The CIDER code to print test results looks like it's in cider-test.el: https://github.com/clojure-emacs/cider/blob/ec97c88c46759afd929a415604311a3b2aecb338/cider-test.el#L391-L444

This seems like a good argument to keep the test events as data, and pass them through in their entirely. Then we can get CIDER to render them using the same code that renders assertions elsewhere.

  • Ok, I will move the NREPL middleware and the Emacs Mode to the stateful-check repository soon. Do you have a specific directory layout in mind? Should it be 3 sub projects? Like what you did in wingman? The core stateful-check project, the debugger, and a NREPL code (which just calls the debugger)?

I think it makes sense to keep things as a single project. I'd expect a stateful-check.nrepl namespace which contains the nREPL middleware, and a stateful-check.el file in the root of the repository. I'm not entirely clear on where the debugger might live - maybe also in stateful-check.nrepl namespace, if it's nREPL specific? Or stateful-check.cider if it's CIDER specific?

r0man commented 1 year ago

Good idea, using the Cider print machinery. I will look into it.

r0man commented 1 year ago

Alternate image text

Hi @czan,

it's been a bit busy these days. Here a quick update on where I am:

That's mostly it. The screenshot above shows on the left a "enhanced" CIDER test report with the debugger integrated (instead of just showing plain text). On the right side the Stateful Check debugger in it's dedicated buffer. In both screens the arguments and results are inspect-able. Both windows are actually evaluating a failing case, which is indicated by bold/comment faces on the command handles and execution results (probably not obvious on the image). The inspector shows a command argument "object" that has some meta data and the "real" and "symbolic" values.

It's still a bit rough around the edges, and some things probably missing, buggy or even questionable, but I'm actually close to how I actually imagined this :)

czan commented 11 months ago

Hi r0man,

[... lots of cool stuff ...]

That sounds awesome!
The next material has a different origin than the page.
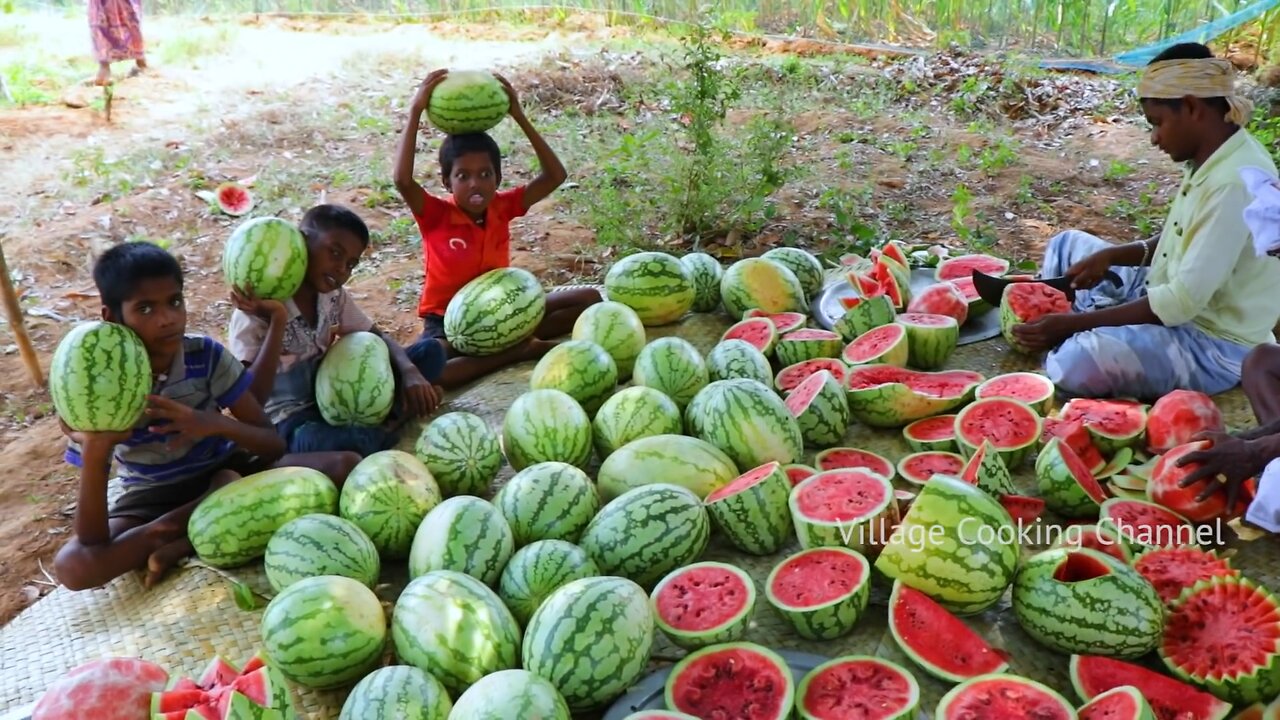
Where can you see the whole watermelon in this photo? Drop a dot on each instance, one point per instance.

It sounds like you're building a bespoke stateful-check interaction mode for Emacs/CIDER, rather than just enhancing the inbuilt CIDER test runner. I imagine that's a lot of work, and it might make it harder to discover, but it sounds like you're getting a pretty natural interaction and debugging experience out of it. That's very exciting!

It's still a bit rough around the edges, and some things probably missing, buggy or even questionable, but I'm actually close to how I actually imagined this :)

I haven't had a chance to look at any of your code. If you think it's at a stage where it's worth me doing so I'd be happy to make some time in the next week or so. Just point me to the relevant commits/branches. 🙂

r0man commented 11 months ago

Hi @czan, ok, sounds good. I will ping you when I'm ready. Might take a while because I'm going on holiday soon. Just wanted to post a little update.